In dem Antrag wurde festgehalten, dass eine Teilnahme von Aktiven aus den beiden Ländern, ob neutral oder nicht, "der facettenreichen Isolation dieser Länder zuwiderläuft und von beiden Regimes für Propagandazwecke benutzt wird". Die Resolution markiert den bevorstehenden einjährigen Jahrestag des Krieges, der mit der Invasion Russlands am 24. Februar 2022 begann.
Die 27 Mitgliedstaaten werden aufgefordert, das IOC unter Druck zu setzen, seine Entscheidung, die als "eine Peinlichkeit für die internationale Welt des Sports" bezeichnet wurde, rückgängig zu machen.

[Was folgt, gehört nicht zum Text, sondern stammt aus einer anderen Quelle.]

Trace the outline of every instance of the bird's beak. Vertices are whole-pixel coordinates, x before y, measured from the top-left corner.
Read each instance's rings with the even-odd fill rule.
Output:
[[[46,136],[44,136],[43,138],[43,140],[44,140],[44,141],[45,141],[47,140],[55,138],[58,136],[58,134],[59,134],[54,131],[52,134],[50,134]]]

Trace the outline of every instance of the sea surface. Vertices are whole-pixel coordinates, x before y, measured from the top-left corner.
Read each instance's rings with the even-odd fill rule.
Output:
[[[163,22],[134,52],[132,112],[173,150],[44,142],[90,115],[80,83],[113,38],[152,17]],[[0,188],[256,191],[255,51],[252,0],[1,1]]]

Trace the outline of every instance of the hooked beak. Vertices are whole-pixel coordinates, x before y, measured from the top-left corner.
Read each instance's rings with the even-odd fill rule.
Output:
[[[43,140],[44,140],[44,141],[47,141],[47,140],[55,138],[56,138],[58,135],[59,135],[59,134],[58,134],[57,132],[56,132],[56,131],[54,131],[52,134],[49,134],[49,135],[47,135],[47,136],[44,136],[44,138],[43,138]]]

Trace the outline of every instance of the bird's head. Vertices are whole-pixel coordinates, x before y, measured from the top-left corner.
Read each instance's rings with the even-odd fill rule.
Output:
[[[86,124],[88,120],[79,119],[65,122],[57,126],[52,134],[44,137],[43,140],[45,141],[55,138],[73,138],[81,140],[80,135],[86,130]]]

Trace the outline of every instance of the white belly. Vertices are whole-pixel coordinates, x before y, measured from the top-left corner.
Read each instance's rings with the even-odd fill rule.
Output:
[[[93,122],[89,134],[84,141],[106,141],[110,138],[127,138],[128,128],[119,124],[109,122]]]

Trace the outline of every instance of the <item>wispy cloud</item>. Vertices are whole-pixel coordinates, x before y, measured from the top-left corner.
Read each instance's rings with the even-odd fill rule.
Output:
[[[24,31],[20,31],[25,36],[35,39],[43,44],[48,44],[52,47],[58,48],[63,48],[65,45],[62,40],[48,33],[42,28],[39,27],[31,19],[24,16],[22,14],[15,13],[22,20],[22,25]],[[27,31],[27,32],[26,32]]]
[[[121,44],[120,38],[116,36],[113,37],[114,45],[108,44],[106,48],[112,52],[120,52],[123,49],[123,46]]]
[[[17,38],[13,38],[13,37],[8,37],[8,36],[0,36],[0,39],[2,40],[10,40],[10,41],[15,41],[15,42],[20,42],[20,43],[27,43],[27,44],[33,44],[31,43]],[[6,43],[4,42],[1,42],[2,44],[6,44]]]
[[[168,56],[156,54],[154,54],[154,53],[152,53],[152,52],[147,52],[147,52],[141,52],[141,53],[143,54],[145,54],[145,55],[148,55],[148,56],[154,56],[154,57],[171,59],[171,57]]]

Auf seiner Deutschland-Reise Ende Januar hatte Präsident Thomas Bach die IOC-Pläne verteidigt und dabei mit den Menschenrechtsanforderungen der Olympischen Charta wie auch der Vereinten Nationen argumentiert. Athleten "aufgrund ihres Passes auszuschließen", verstoße gegen die Prinzipien. Bach stützte sich dabei auf eine "überwiegende Mehrheit", die er in der Olympischen Bewegung nach "Konsultationsgesprächen" ausgemacht habe. Ende Februar 2022 hatte das IOC den internationalen Verbänden empfohlen, Sportler aus Russland und Belarus von Wettkämpfen auszuschließen.
Der ukrainische Außenminister Dmytro Kuleba kritisierte das IOC und Thomas Bach persönlich erneut für diesen Kurswechsel. "Die Heuchelei des IOC-Präsidenten und des Komitees ist einfach erbärmlich", sagte Kuleba.
"Ein Land, das eine Aggression begeht, die von der großen Mehrheit der UN-Generalversammlung verurteilt wurde, verliert das Recht, an den Olympischen Spielen teilzunehmen. Das gilt auch für alle Athleten", so Kuleba.